Still no reason to hijack mctriv's topic.
Start a new thread, possibly posting some reference to what you "heard" and we may talk of that.
Anyway
http//www.forensicfocus.com/Forums/viewtopic/t=13587/

jaclaz


   
ReplyQuote
passcodeunlock
(@passcodeunlock)
Prominent Member
Joined: 9 years ago
Posts: 792
 

Still no reason to hijack mctriv's topic.

If a wipe was done on the hard disk, a platters reading solution could help mctriv with his task.

Sorry if it felt like hijacking the topic, that isn't my purpose (


   
ReplyQuote
(@Anonymous 6593)
Guest
Joined: 17 years ago
Posts: 1158
 

I have used Nevis (but don't really know what I'm doing) which can see partitions but can't tell me any more.

And what partition types does it claim to see?

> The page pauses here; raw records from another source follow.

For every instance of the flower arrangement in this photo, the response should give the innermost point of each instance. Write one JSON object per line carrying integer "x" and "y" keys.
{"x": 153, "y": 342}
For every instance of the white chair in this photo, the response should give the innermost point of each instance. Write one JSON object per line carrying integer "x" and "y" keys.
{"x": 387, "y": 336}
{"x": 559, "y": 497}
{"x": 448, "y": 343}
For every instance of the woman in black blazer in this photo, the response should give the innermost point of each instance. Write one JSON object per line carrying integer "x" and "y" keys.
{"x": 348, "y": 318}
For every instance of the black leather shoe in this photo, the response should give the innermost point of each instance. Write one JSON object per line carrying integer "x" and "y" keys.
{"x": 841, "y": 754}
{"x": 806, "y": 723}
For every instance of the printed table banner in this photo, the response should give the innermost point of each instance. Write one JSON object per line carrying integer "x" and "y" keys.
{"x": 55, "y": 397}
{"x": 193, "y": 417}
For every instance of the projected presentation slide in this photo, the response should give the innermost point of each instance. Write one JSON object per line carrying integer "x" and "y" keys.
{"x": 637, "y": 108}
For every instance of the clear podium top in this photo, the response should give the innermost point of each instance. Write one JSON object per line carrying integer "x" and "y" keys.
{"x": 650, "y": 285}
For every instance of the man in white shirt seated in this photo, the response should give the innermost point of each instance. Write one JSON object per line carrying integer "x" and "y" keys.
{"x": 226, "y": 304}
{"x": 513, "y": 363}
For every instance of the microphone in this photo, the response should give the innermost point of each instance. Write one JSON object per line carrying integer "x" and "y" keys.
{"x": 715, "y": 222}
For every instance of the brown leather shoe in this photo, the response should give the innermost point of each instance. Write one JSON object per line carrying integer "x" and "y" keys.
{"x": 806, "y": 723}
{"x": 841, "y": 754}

I have also thrown IEF Encrypted disk detector at it (when mounted in FTK) which found three partitions which were possibly encrypted or had damaged MBR.

And what partition types does it claim to see?

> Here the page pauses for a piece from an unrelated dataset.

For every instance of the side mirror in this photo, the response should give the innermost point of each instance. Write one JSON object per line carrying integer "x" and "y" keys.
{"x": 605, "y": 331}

If it claims partitions containing NTFS volumes, for example, or partitions known to belong to MBR- or GPT-style partitions, you also need to find the additional MBR/GPT structures. If it claims to find Unix-type partitions, then you need to find Unix-type structures.

If you don't really know what you are doing … well, … hand the job over to someone who does.

I've not seen anything like this before so am curious to know whether it's definitely encryped or whether I'm being an idiot and missing something obvious!

I'd start by feeding a raw image to the disktype program (found on Sourceforge). It can identify several common disk structures, although it is not compete – it doesn't do well with big-endian data, for example.

If it fails, and I can't find any recognizable data on the disk, I'd ask what kind of system it was taken from. If I learn it was a disk from a sound mixer from a radio station, or a recording disk from lab equipment, or something that was taken from a laser printer, or something else, I'd have something to research, and possibly be able to apply. Without such information, I would hand the disk back.